Another former employee said common translation mistakes he personally witnessed, including the “Palestinian salad” example, were the result of the company hiring young people who were faking language abilities.
He mockingly described the conversations between managers and potential hires: “‘Do you speak Arabic?'” he mimicked. “‘Yes. How do you say ‘good morning?’ Oh, you can do that? You are an expert. You are hired.'”
Aside from honest mistakes caused by a lack of competent translators, however, the AP investigation also revealed rampant corruption in the WebOps program, including drinking at the office and encouragement “by a manager to indicate progress against radicalism in their scoring reports even if they were not making any.”
A former Colsa employee told the AP that her “boss told her that the scoring reports should show progress, but not too much, so that the metrics would still indicate a dangerous level of militancy online to justify continued funding for WebOps, she said.”
The report also indicates that the ongoing problems in the WebOps program may be just the tip of the iceberg, given plans to vastly expand the military’s online psychological warfare efforts against ISIS. A $500 million contract for a new counter-propaganda initiative — separate from WebOps but overseen by some of the same people — was awarded to defense contractor Northrop Grumman in the fall. The Naval Criminal Investigative Service (NCIS) is reportedly investigating allegations from an anonymous whistleblower of “allegations of corruption” regarding the awarding of that contract.
“One of the most damning accusations leveled by the whistleblower is against Army Col. Victor Garcia, who led the information operations division until July 2016” the AP reports. “The whistleblower contended that Garcia steered the contract to a team of vendors that included a close friend’s firm.”

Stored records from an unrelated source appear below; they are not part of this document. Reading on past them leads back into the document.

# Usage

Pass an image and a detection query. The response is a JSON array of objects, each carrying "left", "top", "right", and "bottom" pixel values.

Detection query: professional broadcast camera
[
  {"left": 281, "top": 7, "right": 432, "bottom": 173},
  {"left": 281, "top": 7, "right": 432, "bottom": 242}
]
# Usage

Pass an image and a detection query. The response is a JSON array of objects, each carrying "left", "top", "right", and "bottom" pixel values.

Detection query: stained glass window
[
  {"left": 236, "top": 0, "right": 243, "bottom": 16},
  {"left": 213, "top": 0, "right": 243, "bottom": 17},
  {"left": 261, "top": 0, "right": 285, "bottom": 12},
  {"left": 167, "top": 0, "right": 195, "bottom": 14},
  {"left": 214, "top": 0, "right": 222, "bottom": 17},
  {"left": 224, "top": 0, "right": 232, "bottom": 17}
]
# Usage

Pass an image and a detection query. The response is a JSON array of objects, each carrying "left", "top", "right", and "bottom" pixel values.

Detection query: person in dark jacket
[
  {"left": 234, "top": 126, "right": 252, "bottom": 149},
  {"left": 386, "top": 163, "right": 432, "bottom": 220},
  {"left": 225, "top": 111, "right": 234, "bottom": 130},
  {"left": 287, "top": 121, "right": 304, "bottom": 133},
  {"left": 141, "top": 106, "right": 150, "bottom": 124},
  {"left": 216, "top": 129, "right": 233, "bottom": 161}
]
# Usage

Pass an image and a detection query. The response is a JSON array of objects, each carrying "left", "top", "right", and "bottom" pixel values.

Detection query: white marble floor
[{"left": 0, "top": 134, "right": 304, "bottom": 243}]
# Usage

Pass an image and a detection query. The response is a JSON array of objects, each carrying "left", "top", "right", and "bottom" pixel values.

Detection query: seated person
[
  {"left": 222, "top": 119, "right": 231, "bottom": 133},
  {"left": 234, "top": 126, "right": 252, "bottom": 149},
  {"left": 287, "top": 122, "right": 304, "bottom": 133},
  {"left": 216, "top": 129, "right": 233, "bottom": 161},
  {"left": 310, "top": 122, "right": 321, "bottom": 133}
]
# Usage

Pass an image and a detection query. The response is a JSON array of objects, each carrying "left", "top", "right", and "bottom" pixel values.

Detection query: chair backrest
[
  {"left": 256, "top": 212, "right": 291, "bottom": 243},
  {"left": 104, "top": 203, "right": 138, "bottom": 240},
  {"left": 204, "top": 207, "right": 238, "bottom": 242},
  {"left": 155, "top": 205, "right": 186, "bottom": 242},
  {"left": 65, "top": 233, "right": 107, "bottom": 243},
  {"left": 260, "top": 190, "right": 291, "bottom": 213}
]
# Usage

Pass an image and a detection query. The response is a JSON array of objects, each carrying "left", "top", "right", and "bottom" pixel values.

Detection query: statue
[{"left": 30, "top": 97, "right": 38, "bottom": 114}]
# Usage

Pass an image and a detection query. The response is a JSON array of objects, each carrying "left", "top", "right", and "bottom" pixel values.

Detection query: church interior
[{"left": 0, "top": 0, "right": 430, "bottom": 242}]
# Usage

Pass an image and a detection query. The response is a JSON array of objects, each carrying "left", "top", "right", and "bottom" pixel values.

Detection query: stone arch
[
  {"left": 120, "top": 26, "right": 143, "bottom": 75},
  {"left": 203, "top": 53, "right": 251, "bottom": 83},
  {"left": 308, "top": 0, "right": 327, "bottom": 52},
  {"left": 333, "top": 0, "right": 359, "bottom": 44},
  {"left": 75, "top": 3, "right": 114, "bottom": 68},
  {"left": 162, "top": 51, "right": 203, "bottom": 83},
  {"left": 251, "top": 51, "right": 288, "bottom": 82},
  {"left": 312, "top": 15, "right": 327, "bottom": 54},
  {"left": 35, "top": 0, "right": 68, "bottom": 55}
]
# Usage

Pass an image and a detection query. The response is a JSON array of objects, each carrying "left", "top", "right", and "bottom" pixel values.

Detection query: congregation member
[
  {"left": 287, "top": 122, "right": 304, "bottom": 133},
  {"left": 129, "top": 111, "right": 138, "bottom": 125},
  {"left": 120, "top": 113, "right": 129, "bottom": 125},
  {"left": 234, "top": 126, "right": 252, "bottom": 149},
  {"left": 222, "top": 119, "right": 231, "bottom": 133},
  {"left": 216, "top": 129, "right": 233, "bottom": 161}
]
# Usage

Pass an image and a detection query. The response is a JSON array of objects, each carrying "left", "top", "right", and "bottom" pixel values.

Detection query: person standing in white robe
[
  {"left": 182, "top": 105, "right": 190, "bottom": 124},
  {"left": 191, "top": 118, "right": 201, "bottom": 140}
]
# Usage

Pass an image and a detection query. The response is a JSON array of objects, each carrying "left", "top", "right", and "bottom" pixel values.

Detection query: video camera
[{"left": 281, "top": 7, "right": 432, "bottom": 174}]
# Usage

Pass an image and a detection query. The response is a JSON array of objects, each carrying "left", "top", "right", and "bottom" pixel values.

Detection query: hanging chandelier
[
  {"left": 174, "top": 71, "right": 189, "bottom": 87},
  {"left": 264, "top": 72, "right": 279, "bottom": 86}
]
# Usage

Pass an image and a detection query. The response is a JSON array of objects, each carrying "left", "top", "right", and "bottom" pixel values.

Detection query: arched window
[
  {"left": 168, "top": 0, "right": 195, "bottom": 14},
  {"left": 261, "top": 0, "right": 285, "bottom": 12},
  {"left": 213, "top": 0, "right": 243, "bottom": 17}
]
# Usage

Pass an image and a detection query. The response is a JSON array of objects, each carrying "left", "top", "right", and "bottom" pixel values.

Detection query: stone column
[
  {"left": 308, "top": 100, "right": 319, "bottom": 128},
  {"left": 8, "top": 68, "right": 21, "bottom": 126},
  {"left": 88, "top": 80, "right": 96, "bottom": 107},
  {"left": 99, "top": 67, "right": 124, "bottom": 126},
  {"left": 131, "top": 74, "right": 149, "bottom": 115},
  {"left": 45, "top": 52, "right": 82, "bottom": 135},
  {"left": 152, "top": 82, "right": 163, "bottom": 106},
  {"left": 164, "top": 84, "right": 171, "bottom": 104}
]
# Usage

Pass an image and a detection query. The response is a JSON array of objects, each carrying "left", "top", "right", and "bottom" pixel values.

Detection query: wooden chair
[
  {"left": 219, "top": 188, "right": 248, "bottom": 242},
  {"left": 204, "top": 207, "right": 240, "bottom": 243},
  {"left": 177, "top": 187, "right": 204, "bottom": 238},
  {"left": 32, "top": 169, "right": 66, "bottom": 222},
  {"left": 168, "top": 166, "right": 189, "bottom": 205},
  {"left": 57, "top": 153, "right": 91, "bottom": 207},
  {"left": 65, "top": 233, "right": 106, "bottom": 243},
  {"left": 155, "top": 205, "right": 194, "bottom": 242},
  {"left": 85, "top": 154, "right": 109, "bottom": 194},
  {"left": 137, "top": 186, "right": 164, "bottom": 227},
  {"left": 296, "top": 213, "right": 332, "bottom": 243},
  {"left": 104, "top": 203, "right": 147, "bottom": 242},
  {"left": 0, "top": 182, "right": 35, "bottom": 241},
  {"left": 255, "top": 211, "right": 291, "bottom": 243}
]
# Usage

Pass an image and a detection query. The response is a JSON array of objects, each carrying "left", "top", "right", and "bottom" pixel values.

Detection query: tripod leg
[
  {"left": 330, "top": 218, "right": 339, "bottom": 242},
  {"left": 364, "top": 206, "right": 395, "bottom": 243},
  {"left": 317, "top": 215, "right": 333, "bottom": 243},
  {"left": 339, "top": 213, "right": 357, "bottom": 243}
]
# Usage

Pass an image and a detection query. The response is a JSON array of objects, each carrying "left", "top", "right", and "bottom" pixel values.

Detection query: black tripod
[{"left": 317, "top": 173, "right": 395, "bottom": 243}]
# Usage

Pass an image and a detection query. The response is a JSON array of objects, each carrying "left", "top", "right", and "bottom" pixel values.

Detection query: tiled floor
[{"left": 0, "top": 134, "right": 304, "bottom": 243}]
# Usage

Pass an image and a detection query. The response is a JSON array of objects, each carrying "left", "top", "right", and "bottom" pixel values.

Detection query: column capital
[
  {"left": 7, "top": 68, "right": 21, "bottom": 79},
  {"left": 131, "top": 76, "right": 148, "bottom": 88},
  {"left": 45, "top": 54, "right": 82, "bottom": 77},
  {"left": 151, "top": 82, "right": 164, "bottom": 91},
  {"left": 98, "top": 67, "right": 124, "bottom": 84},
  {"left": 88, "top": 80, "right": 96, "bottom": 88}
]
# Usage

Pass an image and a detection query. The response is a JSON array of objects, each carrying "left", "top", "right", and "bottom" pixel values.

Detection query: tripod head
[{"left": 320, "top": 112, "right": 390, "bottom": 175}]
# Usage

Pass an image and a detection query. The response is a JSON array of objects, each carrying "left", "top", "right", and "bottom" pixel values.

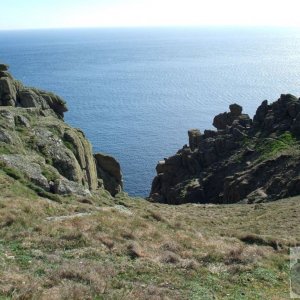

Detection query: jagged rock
[
  {"left": 0, "top": 65, "right": 122, "bottom": 200},
  {"left": 0, "top": 64, "right": 9, "bottom": 71},
  {"left": 188, "top": 129, "right": 201, "bottom": 151},
  {"left": 18, "top": 89, "right": 50, "bottom": 109},
  {"left": 0, "top": 109, "right": 15, "bottom": 129},
  {"left": 229, "top": 103, "right": 243, "bottom": 117},
  {"left": 15, "top": 115, "right": 30, "bottom": 128},
  {"left": 0, "top": 77, "right": 17, "bottom": 106},
  {"left": 63, "top": 129, "right": 98, "bottom": 190},
  {"left": 94, "top": 153, "right": 123, "bottom": 196},
  {"left": 0, "top": 129, "right": 13, "bottom": 144},
  {"left": 150, "top": 94, "right": 300, "bottom": 204},
  {"left": 253, "top": 100, "right": 269, "bottom": 126},
  {"left": 52, "top": 178, "right": 92, "bottom": 196},
  {"left": 0, "top": 154, "right": 50, "bottom": 191},
  {"left": 213, "top": 104, "right": 244, "bottom": 130}
]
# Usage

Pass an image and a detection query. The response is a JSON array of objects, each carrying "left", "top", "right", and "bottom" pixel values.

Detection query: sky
[{"left": 0, "top": 0, "right": 300, "bottom": 30}]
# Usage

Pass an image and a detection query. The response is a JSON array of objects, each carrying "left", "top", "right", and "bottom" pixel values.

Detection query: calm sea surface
[{"left": 0, "top": 28, "right": 300, "bottom": 196}]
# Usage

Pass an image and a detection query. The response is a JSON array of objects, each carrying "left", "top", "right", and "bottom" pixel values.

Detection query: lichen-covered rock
[
  {"left": 94, "top": 153, "right": 123, "bottom": 196},
  {"left": 0, "top": 65, "right": 122, "bottom": 197},
  {"left": 0, "top": 64, "right": 67, "bottom": 118},
  {"left": 150, "top": 94, "right": 300, "bottom": 204},
  {"left": 0, "top": 154, "right": 50, "bottom": 191}
]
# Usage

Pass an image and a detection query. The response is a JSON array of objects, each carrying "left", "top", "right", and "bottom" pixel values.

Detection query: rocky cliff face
[
  {"left": 0, "top": 65, "right": 122, "bottom": 196},
  {"left": 150, "top": 94, "right": 300, "bottom": 204}
]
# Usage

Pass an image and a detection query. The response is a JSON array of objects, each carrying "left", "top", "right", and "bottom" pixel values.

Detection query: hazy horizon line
[{"left": 0, "top": 24, "right": 300, "bottom": 32}]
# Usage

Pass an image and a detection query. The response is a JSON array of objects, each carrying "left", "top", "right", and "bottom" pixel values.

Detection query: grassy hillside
[{"left": 0, "top": 170, "right": 300, "bottom": 300}]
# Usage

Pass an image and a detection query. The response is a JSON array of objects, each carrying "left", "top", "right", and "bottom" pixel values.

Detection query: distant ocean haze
[{"left": 0, "top": 28, "right": 300, "bottom": 196}]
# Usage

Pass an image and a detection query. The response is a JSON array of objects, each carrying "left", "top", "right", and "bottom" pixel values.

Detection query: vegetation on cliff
[
  {"left": 150, "top": 94, "right": 300, "bottom": 204},
  {"left": 0, "top": 65, "right": 300, "bottom": 300}
]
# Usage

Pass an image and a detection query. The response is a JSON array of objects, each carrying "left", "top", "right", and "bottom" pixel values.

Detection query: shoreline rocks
[
  {"left": 150, "top": 94, "right": 300, "bottom": 204},
  {"left": 0, "top": 64, "right": 122, "bottom": 196}
]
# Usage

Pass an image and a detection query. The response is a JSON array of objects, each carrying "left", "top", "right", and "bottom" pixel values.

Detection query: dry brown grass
[{"left": 0, "top": 170, "right": 300, "bottom": 299}]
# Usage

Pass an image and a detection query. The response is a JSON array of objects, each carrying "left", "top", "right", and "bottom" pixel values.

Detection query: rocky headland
[
  {"left": 0, "top": 64, "right": 122, "bottom": 199},
  {"left": 150, "top": 94, "right": 300, "bottom": 204},
  {"left": 0, "top": 64, "right": 300, "bottom": 300}
]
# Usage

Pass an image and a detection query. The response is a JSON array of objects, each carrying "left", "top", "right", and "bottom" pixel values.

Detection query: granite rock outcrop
[{"left": 0, "top": 64, "right": 122, "bottom": 196}]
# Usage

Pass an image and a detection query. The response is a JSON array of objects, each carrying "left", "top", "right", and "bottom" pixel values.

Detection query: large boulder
[
  {"left": 150, "top": 94, "right": 300, "bottom": 204},
  {"left": 94, "top": 153, "right": 123, "bottom": 196}
]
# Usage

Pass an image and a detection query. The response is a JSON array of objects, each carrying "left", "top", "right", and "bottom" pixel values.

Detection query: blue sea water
[{"left": 0, "top": 28, "right": 300, "bottom": 196}]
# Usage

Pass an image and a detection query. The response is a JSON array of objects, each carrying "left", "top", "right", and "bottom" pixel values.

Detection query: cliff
[
  {"left": 0, "top": 65, "right": 300, "bottom": 300},
  {"left": 0, "top": 65, "right": 122, "bottom": 198},
  {"left": 150, "top": 94, "right": 300, "bottom": 204}
]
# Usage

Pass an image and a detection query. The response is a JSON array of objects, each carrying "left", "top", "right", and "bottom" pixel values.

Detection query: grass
[
  {"left": 256, "top": 132, "right": 299, "bottom": 160},
  {"left": 0, "top": 172, "right": 300, "bottom": 299}
]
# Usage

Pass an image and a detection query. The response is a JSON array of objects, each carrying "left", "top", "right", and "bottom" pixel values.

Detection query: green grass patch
[{"left": 255, "top": 132, "right": 299, "bottom": 160}]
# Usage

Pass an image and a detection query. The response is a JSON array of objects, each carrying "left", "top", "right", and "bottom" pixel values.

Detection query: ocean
[{"left": 0, "top": 28, "right": 300, "bottom": 196}]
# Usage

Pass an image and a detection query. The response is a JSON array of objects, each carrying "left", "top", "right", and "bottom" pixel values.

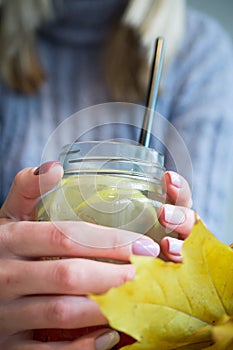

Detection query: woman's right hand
[{"left": 0, "top": 162, "right": 159, "bottom": 350}]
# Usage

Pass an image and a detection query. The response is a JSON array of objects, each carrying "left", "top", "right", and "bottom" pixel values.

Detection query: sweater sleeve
[{"left": 164, "top": 12, "right": 233, "bottom": 239}]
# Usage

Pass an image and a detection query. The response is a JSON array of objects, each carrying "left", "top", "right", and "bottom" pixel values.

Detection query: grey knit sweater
[{"left": 0, "top": 0, "right": 233, "bottom": 238}]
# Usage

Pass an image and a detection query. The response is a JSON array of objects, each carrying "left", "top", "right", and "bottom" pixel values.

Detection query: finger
[
  {"left": 162, "top": 171, "right": 192, "bottom": 208},
  {"left": 4, "top": 328, "right": 120, "bottom": 350},
  {"left": 158, "top": 204, "right": 196, "bottom": 239},
  {"left": 160, "top": 237, "right": 184, "bottom": 263},
  {"left": 0, "top": 296, "right": 107, "bottom": 338},
  {"left": 0, "top": 259, "right": 135, "bottom": 301},
  {"left": 0, "top": 162, "right": 63, "bottom": 220},
  {"left": 0, "top": 221, "right": 160, "bottom": 260}
]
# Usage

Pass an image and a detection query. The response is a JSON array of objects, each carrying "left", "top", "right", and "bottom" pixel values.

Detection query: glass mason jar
[
  {"left": 38, "top": 141, "right": 164, "bottom": 243},
  {"left": 34, "top": 141, "right": 164, "bottom": 349}
]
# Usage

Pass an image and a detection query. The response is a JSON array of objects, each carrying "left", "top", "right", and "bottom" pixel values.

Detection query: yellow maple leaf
[{"left": 91, "top": 221, "right": 233, "bottom": 350}]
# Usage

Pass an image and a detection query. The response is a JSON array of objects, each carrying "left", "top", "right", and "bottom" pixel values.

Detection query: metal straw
[{"left": 139, "top": 37, "right": 164, "bottom": 147}]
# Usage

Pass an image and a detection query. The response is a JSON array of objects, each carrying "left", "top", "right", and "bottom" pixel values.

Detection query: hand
[
  {"left": 158, "top": 171, "right": 197, "bottom": 262},
  {"left": 0, "top": 162, "right": 159, "bottom": 350}
]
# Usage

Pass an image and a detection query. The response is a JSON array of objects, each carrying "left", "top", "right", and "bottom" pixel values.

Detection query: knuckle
[
  {"left": 45, "top": 298, "right": 68, "bottom": 328},
  {"left": 50, "top": 224, "right": 72, "bottom": 254},
  {"left": 54, "top": 260, "right": 75, "bottom": 292}
]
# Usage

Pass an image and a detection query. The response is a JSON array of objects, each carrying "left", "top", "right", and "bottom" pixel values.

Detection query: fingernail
[
  {"left": 132, "top": 239, "right": 160, "bottom": 256},
  {"left": 34, "top": 161, "right": 61, "bottom": 175},
  {"left": 168, "top": 171, "right": 182, "bottom": 188},
  {"left": 163, "top": 204, "right": 185, "bottom": 225},
  {"left": 167, "top": 237, "right": 184, "bottom": 255},
  {"left": 95, "top": 331, "right": 120, "bottom": 350}
]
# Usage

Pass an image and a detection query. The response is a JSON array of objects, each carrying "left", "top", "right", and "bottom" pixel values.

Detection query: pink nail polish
[
  {"left": 168, "top": 171, "right": 182, "bottom": 188},
  {"left": 132, "top": 239, "right": 160, "bottom": 257},
  {"left": 167, "top": 237, "right": 184, "bottom": 255},
  {"left": 34, "top": 161, "right": 61, "bottom": 175},
  {"left": 163, "top": 204, "right": 185, "bottom": 225}
]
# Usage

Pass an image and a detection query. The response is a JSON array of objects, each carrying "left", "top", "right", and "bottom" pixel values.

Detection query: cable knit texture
[{"left": 0, "top": 0, "right": 233, "bottom": 242}]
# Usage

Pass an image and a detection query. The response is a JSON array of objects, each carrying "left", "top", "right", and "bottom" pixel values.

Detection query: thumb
[{"left": 0, "top": 161, "right": 63, "bottom": 220}]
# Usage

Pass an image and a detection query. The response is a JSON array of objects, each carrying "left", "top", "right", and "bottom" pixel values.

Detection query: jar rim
[{"left": 60, "top": 140, "right": 164, "bottom": 168}]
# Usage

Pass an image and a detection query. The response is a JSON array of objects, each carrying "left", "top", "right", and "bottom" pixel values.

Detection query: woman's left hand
[{"left": 158, "top": 171, "right": 197, "bottom": 262}]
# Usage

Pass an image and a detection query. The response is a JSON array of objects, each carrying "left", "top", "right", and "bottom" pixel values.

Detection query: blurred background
[
  {"left": 187, "top": 0, "right": 233, "bottom": 244},
  {"left": 187, "top": 0, "right": 233, "bottom": 38}
]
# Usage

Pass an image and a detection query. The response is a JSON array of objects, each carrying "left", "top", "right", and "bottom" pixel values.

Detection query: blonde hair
[{"left": 0, "top": 0, "right": 185, "bottom": 98}]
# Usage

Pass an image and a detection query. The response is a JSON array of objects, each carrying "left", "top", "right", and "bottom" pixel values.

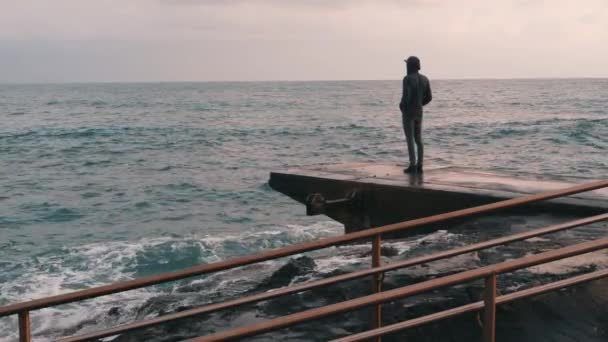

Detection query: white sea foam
[{"left": 0, "top": 221, "right": 343, "bottom": 342}]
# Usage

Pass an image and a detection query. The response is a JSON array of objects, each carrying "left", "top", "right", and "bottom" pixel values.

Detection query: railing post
[
  {"left": 19, "top": 311, "right": 32, "bottom": 342},
  {"left": 483, "top": 272, "right": 496, "bottom": 342},
  {"left": 372, "top": 234, "right": 383, "bottom": 342}
]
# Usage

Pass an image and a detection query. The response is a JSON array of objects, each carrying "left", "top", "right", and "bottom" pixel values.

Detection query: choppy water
[{"left": 0, "top": 79, "right": 608, "bottom": 341}]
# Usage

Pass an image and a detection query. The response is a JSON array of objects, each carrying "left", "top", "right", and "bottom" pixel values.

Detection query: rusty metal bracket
[{"left": 306, "top": 190, "right": 364, "bottom": 216}]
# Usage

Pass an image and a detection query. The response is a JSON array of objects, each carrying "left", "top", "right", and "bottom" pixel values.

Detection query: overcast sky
[{"left": 0, "top": 0, "right": 608, "bottom": 83}]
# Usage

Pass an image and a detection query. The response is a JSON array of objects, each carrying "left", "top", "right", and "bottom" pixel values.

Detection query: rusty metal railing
[{"left": 0, "top": 181, "right": 608, "bottom": 341}]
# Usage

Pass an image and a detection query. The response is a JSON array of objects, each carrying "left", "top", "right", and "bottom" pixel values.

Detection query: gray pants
[{"left": 402, "top": 115, "right": 424, "bottom": 166}]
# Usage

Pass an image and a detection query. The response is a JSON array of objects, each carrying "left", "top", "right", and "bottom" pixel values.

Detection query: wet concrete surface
[{"left": 103, "top": 214, "right": 608, "bottom": 342}]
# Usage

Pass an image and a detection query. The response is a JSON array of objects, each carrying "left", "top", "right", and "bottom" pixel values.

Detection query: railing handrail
[
  {"left": 188, "top": 238, "right": 608, "bottom": 342},
  {"left": 331, "top": 269, "right": 608, "bottom": 342},
  {"left": 0, "top": 180, "right": 608, "bottom": 317},
  {"left": 55, "top": 213, "right": 608, "bottom": 342}
]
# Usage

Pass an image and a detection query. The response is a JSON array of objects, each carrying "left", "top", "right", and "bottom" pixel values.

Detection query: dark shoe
[{"left": 403, "top": 165, "right": 416, "bottom": 173}]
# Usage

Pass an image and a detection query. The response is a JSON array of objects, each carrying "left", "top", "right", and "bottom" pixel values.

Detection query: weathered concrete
[{"left": 269, "top": 163, "right": 608, "bottom": 232}]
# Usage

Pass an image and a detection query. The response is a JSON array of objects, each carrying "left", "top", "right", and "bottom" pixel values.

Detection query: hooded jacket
[{"left": 399, "top": 71, "right": 433, "bottom": 117}]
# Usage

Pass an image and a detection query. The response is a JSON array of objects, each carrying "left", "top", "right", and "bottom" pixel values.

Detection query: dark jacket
[{"left": 399, "top": 72, "right": 433, "bottom": 117}]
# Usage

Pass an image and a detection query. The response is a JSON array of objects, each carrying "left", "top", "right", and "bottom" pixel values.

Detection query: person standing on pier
[{"left": 399, "top": 56, "right": 433, "bottom": 173}]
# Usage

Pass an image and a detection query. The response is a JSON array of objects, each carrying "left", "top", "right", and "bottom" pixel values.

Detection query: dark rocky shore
[{"left": 48, "top": 215, "right": 608, "bottom": 342}]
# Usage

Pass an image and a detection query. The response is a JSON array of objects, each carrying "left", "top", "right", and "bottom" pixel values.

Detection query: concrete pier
[{"left": 269, "top": 163, "right": 608, "bottom": 233}]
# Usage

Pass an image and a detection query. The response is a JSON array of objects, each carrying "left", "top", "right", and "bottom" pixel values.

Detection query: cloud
[{"left": 0, "top": 0, "right": 608, "bottom": 81}]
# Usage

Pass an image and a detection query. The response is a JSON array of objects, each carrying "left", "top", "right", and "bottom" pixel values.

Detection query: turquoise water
[{"left": 0, "top": 79, "right": 608, "bottom": 341}]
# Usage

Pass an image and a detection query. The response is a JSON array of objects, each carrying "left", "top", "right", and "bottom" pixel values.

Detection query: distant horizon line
[{"left": 0, "top": 76, "right": 608, "bottom": 85}]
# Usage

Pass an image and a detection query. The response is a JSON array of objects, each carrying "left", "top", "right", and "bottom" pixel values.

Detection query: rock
[
  {"left": 108, "top": 306, "right": 123, "bottom": 317},
  {"left": 380, "top": 246, "right": 399, "bottom": 258}
]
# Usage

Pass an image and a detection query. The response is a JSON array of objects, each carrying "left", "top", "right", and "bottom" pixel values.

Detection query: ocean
[{"left": 0, "top": 79, "right": 608, "bottom": 342}]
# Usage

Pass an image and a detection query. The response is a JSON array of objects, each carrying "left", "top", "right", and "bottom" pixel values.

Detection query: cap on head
[{"left": 405, "top": 56, "right": 420, "bottom": 70}]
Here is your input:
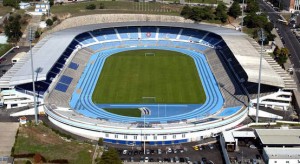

That friend was Simon Bergman, who helped prepare Northrop’s bid for the contract. According to the contractors and insiders interviewed anonymously by the AP, suspicions were widespread that Northrop got the contract because of Garcia’s friendship with Bergman.
“Colsa, the primary WebOps contractor, was not involved in Northrop’s bid. However, nothing prevents Northrop from bringing the company in as a subcontractor,” according to the AP. “That’s the plan, said several contractors who have been briefed by Northrop. Such a move would provide ample funding to keep WebOps running for up to five more years.”
As has become abundantly clear over the past year, information operations can have an immense and perhaps immeasurable effect in influencing the outcome of a conflict, violent or otherwise. Yet the way the Pentagon is running its psychological warfare campaign against ISIS appears to be a textbook example of the kind of incompetence and waste — not to mention fraud and corruption — that has long been obscured by the Defense Department’s inexcusable accounting practices.
These latest revelations about WebOps and the Northtrop contract illustrate clearly that the government could and must do a much better job at both holding the Pentagon accountable for its spending, and taking seriously any anti-ISIS psychological warfare campaigns it engages in. As it stands, WebOps appears to be a counterproductive program that is probably generating greater support for Islamist extremism and pushing at-risk individuals further towards radicalization and sympathy for ISIS.
America — the world’s sole and sinking military superpower — continues to concentrate on building more jets, drones, battleships and bombs. Yet as long as it continues its present approach to influence operations, those that have a greater appreciation for the psychological dimension in any conflict — whether it is a diplomatic fight with a relatively powerful nation-state like Russia or an asymmetric war against non-state actors like ISIS — will continue to run circles around the U.S.